河﨑秋子『絞め殺しの樹』

河﨑秋子『絞め殺しの樹』

子鹿の死に方と死なない白猫


 よくある話で恐縮だが、動物が死ぬ話に弱い。嫌いではなく、涙腺の耐久値が低く、気を抜くとすぐに泣いてしまう。その最初は、忘れもしない、子どもの頃に見たアニメ『子鹿物語』だ。

 ジョディ少年と子鹿のフラッグは豊かな自然の中で共に成長していく。終盤、大きくなったフラッグが大事な作物を食い荒らす問題が発生するが、当時の私は「わあ大変、でもラスカルみたいな形で別に生きていくんだろうな」と結末の予想を立てていた。

 ……だが、ご覧になったことがある方はご存じだろうが(※以下ネタバレ注意)最終的に、フラッグは害獣として射殺される。しかも、よりによって愛するジョディの手によってだ。

 当然、私は大きなショックを受けた。「もしかしたら原作は違うエンディングかも」という一縷の希望を抱き、翌日、小学校の図書館に駆け込んだ。棚から『子鹿物語』の翻訳本を探し出し、「そして一人と一匹はそれぞれ幸せに暮らしました」という内容を期待して、掟破りにも最後のページから読み始めた。しかし、そこにはアニメと同じ結末が記されていたのである。

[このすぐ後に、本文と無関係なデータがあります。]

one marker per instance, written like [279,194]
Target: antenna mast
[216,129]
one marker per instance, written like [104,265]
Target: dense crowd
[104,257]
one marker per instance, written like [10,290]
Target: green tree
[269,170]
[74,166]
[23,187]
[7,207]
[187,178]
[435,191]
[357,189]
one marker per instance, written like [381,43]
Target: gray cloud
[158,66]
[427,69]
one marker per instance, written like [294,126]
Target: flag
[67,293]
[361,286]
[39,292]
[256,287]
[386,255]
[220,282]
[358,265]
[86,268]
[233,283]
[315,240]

 少し考えてみれば、「フラッグ死亡→アニメでは生存」という改変ならともかく、逆はまずあり得ないことは分かりそうなものだが、とにかく私は図書館の片隅で「フラッグー!!」と打ちのめされた。そして現在に至るまで、愛着ある動物が死んでしまう物語は涙腺に「ハァッ!」と気合を入れ、それでも時に落涙してしまうのだ。

 かくのごとく、読者としては動物の死に弱い私だが、物書きの端くれとしての私は、物語内でしばしば動物を死なせている。ただ、人間の死と同様、物語の盛り上がりのためにではなく、その死に意味があるように、ということだけは心を配っているつもりだ。

『子鹿物語』に関しても、書き手側となった今ならば、「害獣となった動物を相応の痛みを引き受けながら落とし前をつけた少年の成長物語」だと思えるし、安易な感動物語としなかったところに原作者の誠実ささえ感じる。

 今回一冊の本として世に送り出す拙作『絞め殺しの樹』は、白猫が度々登場する。作中の長い時間の中で度々世代交代はするが、猫が死ぬシーンはない。それは、私が猫の死を書きたくなかったからではなく、登場人物に寄り添う存在として、どこか浮世離れした存在として描いたためである。なのでその点、動物の死に弱い諸氏もどうぞ安心してお手に取って頂ければと思う。

 


河﨑秋子(かわさき・あきこ)
1979年北海道生まれ。2012年「東陬遺事」で第46回北海道新聞文学賞(創作・評論部門)、14年『颶風の王』で三浦綾子文学賞、15年同作でJRA賞馬事文化賞、19年『肉弾』で第21回大藪春彦賞を受賞。20年『土に贖う』で第39回新田次郎文学賞を受賞。他の著書に『鳩護』がある。